Bread was served as a course in its own right and as part of menu. This was homemade sourdough and served with grilled bone marrow with sage, in a similar fashion to that served at La Calandre. Two cultured butters accompanied: salted and pink peppercorn butter. There was also an olive oil from Tuscany, made firm from adding a compound from seaweed that emulsifies the fat within the oil – the latter was probably the most enjoyable of the selection and it was pleasant to be breaking the bread at the table. Next came a cheese course which was goats cheese (Innes Brick) with quince jelly as a classic combination, akin to South American guava paste and fennel flax (linseed) crisps were provided to spread this on. The goats cheese was toned down well and the sweet quince did its job of balancing the cheese very well to the airy goats cheese.

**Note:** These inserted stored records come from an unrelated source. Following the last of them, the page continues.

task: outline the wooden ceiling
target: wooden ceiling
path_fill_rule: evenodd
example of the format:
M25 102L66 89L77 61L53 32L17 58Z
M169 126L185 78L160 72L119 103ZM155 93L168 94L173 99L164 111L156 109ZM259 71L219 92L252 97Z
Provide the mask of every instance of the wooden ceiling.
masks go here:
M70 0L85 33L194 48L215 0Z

The dessert was sorrel ice cream with blackberries and pistachio with 40 year old Acetaia San Giacomo balsamic vinegar giving sharpness. There was good and bad with this dessert. The thin white chocolate coating to the sorrel was skilful, but it was almost as if all the supporting parts described (the pistachio, the balsamic and blackberries etc) were necessary to help deal with the bitter sorrel ice cream. Herb ice creams I think are risky for desserts and they can be managed by sharp and sweet additions, but there is another way to deal with this, which is to not use herb ice cream. No matter how well made or treated a savoury or biter ice cream is, I simply believe traditionally sweet ice cream is more suitable for dessert.
An array of impressive petit fours finished the meal including lego caipirinha cocktail jellies, wonderfully light and fluffy doughnuts with dulce de lech caramel (this was outstanding), truffles with rosemary and very pretty mini bergamot tartlets with a thin pastry. All of this for £65 on the lower menu and the hard work that has gone into it is not unnoticed and I would say a very worthwhile visit.
There is an imaginative style at De Terra and I’m happy I have now been here. Of the past three restaurants that have held this site, I feel this could be the one to stay and I hope it does, such is the care in the design of the food and the personality and hospitality of the chef being an obviously positive and leading light for the rest of the staff – that is as clear as daylight. I can count on one hand the number of Michelin starred restaurants where the head chef has personally attended to tables (this probably being the most prominent) and this adds to an all-round very good experience. Well done Da Terra and Rafael Cagali.